Scopo del programma è spezzare la cultura del silenzio, infranta peraltro l’anno scorso da Joy Wartovo, moglie ventiseienne di un manesco poliziotto e madre di due bambini. Joy martoriata da sei anni di inferno, durante i quali oltre alle botte quotidiane ha dovuto sopportare bruciature da ferro da stiro e colpi di ascia e martello, si è rivolta alla polizia. Il suo volto gonfio è finito sui media, scuotendo l’opinione pubblica. «La violenza sulle donne è un fenomeno di cui la gente preferisce non parlare – spiega Shaw -. Ma il caso di Joy ha segnato un punto di svolta». In pochi giorni il gruppo Facebook Papua New Guineans Against Domestic Violence ha raggiunto oltre 5 mila iscritti, circa il 10 percento dell’intera popolazione papuana presente nel social network, e più di 500 e-mail sono state recapitate alla polizia, su invito del gruppo di attivisti ActNow, affinché il marito di Joy venisse arrestato e processato.

Durante Talk Back è stata anche indetta una competizione per le migliori iniziative di contrasto alla violenza. Tra i finalisti, l’autore di una canzone sul ruolo positivo che gli uomini possono giocare, un operatore di comunità abile a utilizzare lo sport come strumento di convincimento e un gruppo di cinque giovanissime che hanno intrapreso un sentiero di montagna, fermandosi nei villaggi a parlare della taciuta violenza. Infine, sono stati mandati in onda 25 spot, ciascuno con il suo messaggio chiave per instillare nel singolo ascoltatore l’idea di poter diventare un agente di cambiamento sociale. Per esempio, facendosi coraggio e intervenendo per bloccare un pestaggio, anziché girare la testa dall’altra parte. Oppure, incoraggiando le vittime a rivolgersi alle autorità sanitarie per ottenere un referto entro 72 ore dall’accaduto, in modo da avere gli strumenti per poi sporgere denuncia. Ai programmi radiofonici è stata affiancata anche una campagna via sms, un training per 120 giornalisti e una serie di video documentari.
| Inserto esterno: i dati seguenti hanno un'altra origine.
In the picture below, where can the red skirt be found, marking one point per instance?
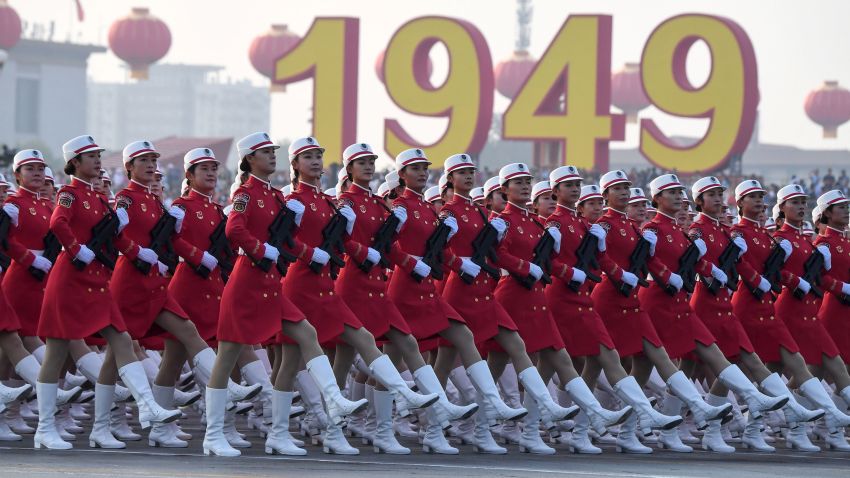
(715, 311)
(800, 316)
(835, 317)
(477, 305)
(580, 326)
(77, 303)
(766, 332)
(314, 295)
(141, 298)
(199, 297)
(531, 314)
(9, 321)
(24, 293)
(624, 319)
(253, 305)
(423, 309)
(366, 296)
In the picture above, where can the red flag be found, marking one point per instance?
(80, 14)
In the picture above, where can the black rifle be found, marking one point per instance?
(812, 270)
(687, 270)
(280, 235)
(543, 259)
(221, 250)
(5, 225)
(382, 243)
(586, 260)
(727, 261)
(772, 269)
(101, 243)
(433, 256)
(161, 243)
(52, 247)
(483, 248)
(332, 243)
(637, 266)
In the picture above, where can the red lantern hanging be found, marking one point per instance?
(140, 39)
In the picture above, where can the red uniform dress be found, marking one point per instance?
(198, 296)
(313, 293)
(474, 302)
(800, 315)
(79, 303)
(365, 294)
(678, 326)
(758, 317)
(425, 311)
(628, 324)
(528, 308)
(715, 311)
(253, 305)
(23, 292)
(581, 327)
(141, 297)
(833, 314)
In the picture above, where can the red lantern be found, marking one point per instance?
(267, 48)
(829, 106)
(10, 26)
(627, 91)
(511, 73)
(139, 39)
(379, 66)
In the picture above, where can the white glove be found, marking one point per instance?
(804, 285)
(578, 276)
(42, 264)
(676, 281)
(652, 238)
(701, 246)
(271, 253)
(373, 256)
(470, 268)
(295, 206)
(178, 214)
(85, 255)
(764, 285)
(827, 256)
(123, 218)
(500, 226)
(535, 271)
(401, 213)
(600, 234)
(320, 256)
(742, 245)
(452, 223)
(148, 255)
(422, 269)
(556, 234)
(629, 278)
(718, 274)
(350, 217)
(209, 261)
(786, 246)
(12, 211)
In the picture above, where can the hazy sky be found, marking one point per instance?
(798, 45)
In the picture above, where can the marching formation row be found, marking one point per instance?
(507, 313)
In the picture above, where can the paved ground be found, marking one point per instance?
(139, 460)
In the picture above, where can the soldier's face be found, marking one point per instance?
(31, 176)
(144, 168)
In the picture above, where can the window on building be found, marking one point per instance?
(26, 105)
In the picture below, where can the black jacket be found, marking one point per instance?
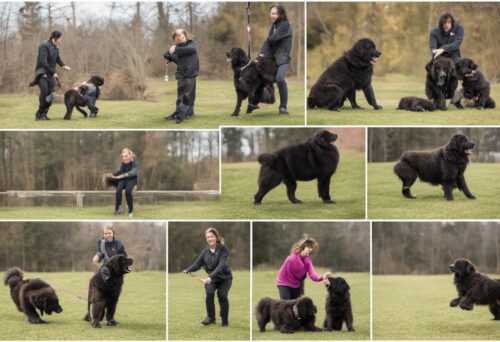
(186, 58)
(131, 169)
(111, 248)
(279, 42)
(215, 264)
(450, 43)
(48, 56)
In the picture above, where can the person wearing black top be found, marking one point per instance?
(45, 73)
(185, 54)
(214, 260)
(127, 179)
(279, 44)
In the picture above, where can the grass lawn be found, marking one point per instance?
(385, 200)
(186, 309)
(417, 307)
(215, 102)
(264, 285)
(140, 311)
(388, 92)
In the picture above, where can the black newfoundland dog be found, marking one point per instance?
(288, 316)
(31, 294)
(338, 305)
(351, 72)
(441, 81)
(474, 288)
(252, 78)
(443, 166)
(76, 97)
(104, 294)
(416, 104)
(315, 158)
(475, 85)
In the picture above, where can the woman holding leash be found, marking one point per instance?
(127, 179)
(214, 260)
(295, 268)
Un bombardamento di messaggi a livello nazionale senza precedenti, che secondo Shaw ha il suo punto di forza nel proporre soluzioni concrete: «Perché non è sufficiente dire “basta alla violenza sulle donne”, bisogna anche suggerire alla gente disposta a perseguire tale obiettivo delle azioni precise». Per mettere in piedi un intervento di Comunicazione per lo Sviluppo (C4D) così complesso, in un’area geografica in cui mancano dati e casi studio, il team di MDI ha guardato prima a paesi come l’India e il Sudafrica, dove da tempo i media sono utilizzati per promuovere l’uguaglianza di genere. Secondo l’esperta, la Papua Nuova Guinea potrebbe essere la spia di un’epidemia di violenza estesa a tutta l’area del Pacifico. «Per questo – aggiunge - vorremmo riuscire a costruire un modello che poi sia replicabile in altre isole».